The Cake won't get you dancing -
The Flowers won't get you dancing - The Food won't get you dancing
Weddings Reception Tips...
Drawing from over 21 years experience & over 2,100 wedding receptions, we've put together a list of tips that may help you in the planning of your wedding reception...
Before The Wedding Reception...
You may want to consult with your photographer about having some of the photographs taken before the wedding ceremony to cut down on the time spent taking photos between the ceremony and the reception.
If your reception or parts of it are being held outdoors, make sure all lawn and garden sprinklers in the area of the reception are turned off for the duration.
Many people place disposable cameras on the guest tables. It's great way to get some candid shots that will be a nice addition to pictures
that the photographer will provide.
It's a very good idea to have a timeline for the events (traditional dances, dinner, toasts, cake cutting, bouquet/garter toss, etc.) of your wedding reception, but keep in mind that things can and do happen that will sometimes throw off even the most meticulously planned schedule. Perhaps the food service is lagging, or dinner goes faster than you thought it would, or the photographer needs to change film or batteries, or the bride just wants to relax instead of doing the first dance ...any number of things, we have seen it all! It's better to give a little "breathing room" to the schedule of events rather than try to force things with a rigid timeline. In our experience, over-planning tends to create a tense reception.
Before the introductions of the wedding party, if any, make sure that the person who will do the introductions is aware of the order of the line-up, and is aware of any unusual or hard-to-pronounce names.
First & Traditional Dances...
Let the band know what your song requests are at least 8 weeks in advance of the reception in case the band doesn't know the song(s) or hasn't played the song(s) in a while.
Keep in mind that proper etiquette is for the guests to wait until the bride & groom have danced the first dance before the dance floor is open for guests. Although some guests are unaware of wedding reception etiquette, others who may wish to dance will not until the bride & groom have danced the first dance.
If you've taken dance lessons and have a choreographed dance, make sure the band knows the exact tempo and arrangement of the song(s) by sending a cd of the exact music you are going to dance to. You may also request that the band play the original artist's version on cd if you feel that you will be more comfortable dancing to cd music instead of the live band.
Let the band know how you want the dances to be introduced. This information may be important if there are step-parents being introduced or if there are others that are included in the dances.
One wedding reception snag that we've seen many times is that when it's time for the toast, the champagne or beverage of choice has not been served to the guests or to the presenter of the toast, and sometimes, not even to the bride and groom. It's good idea to elect someone to notify the person in charge of the service about 20 minutes (or use your best judgment depending on how many guests you have to be served) before the toast.

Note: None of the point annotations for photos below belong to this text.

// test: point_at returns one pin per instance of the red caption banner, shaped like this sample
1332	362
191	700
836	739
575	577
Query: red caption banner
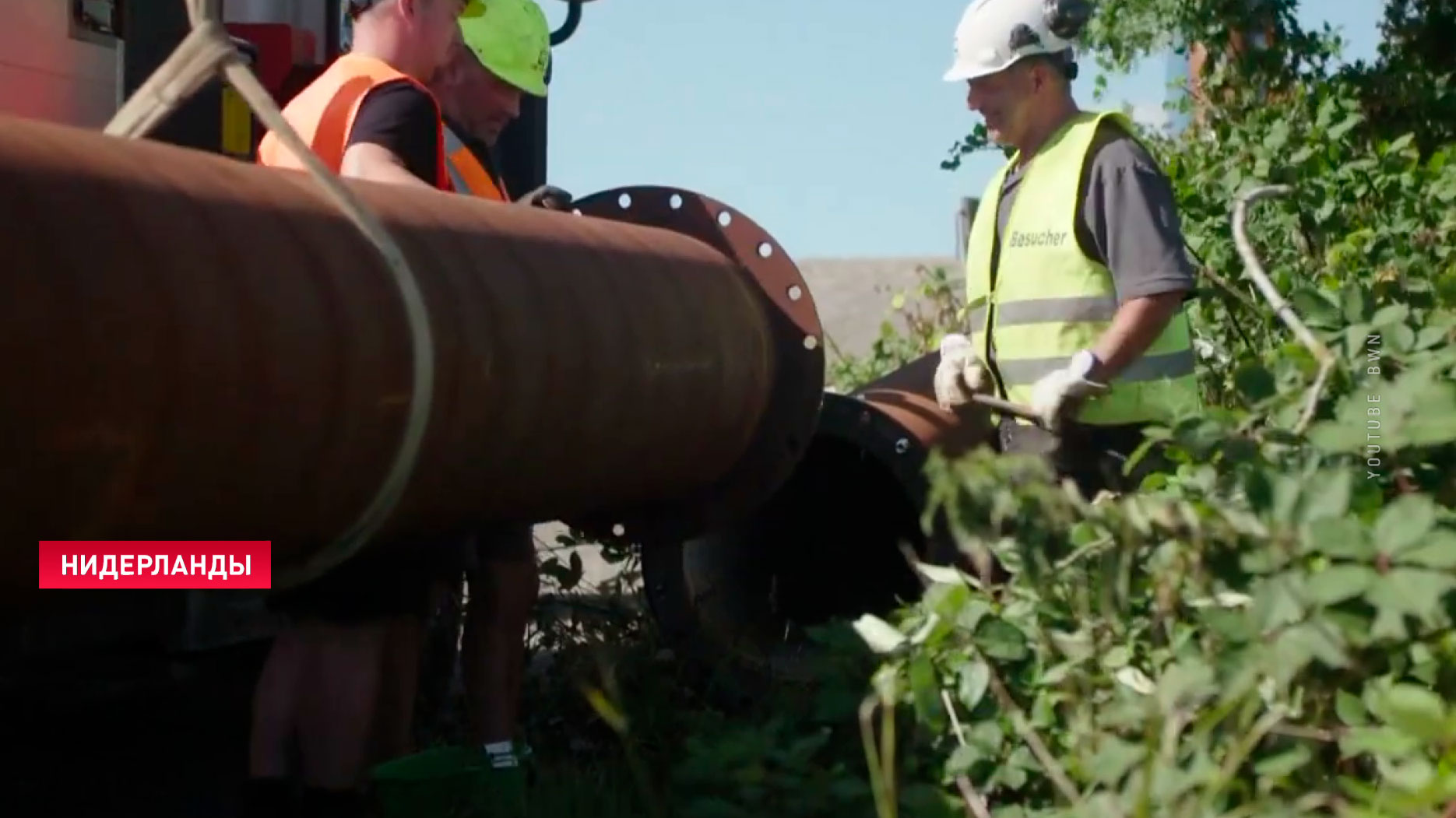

When using a microphone during the toast or at any time, be sure to speak loudly and keep the microphone close (the closer the better) to your mouth...it's the best way to get and keep everyone's attention.
It's a good idea to follow the toast immediately with the cutting of the cake because you already have your guests attention.
Bouquet & Garter...
From time to time, a groom will try to rush through the removal and tossing of the garter. Try to give the photographer an opportunity to get his or her shots. Have fun with it.
If a minor is involved in the bouquet or garter toss and happens to catch (which they usually do) either one, tradition is to skip placing the garter on the leg of the person who caught the bouquet and just get a picture of the two together instead.
Sometimes photographers and videographers are hired for only a portion of the wedding reception. Make sure you cover the events you want on film/tape before they leave. Some people do a "fake send-off" earlier in the evening so they can get pictures and video if the photographers and/or videographers are not scheduled to stay until the very end of the reception.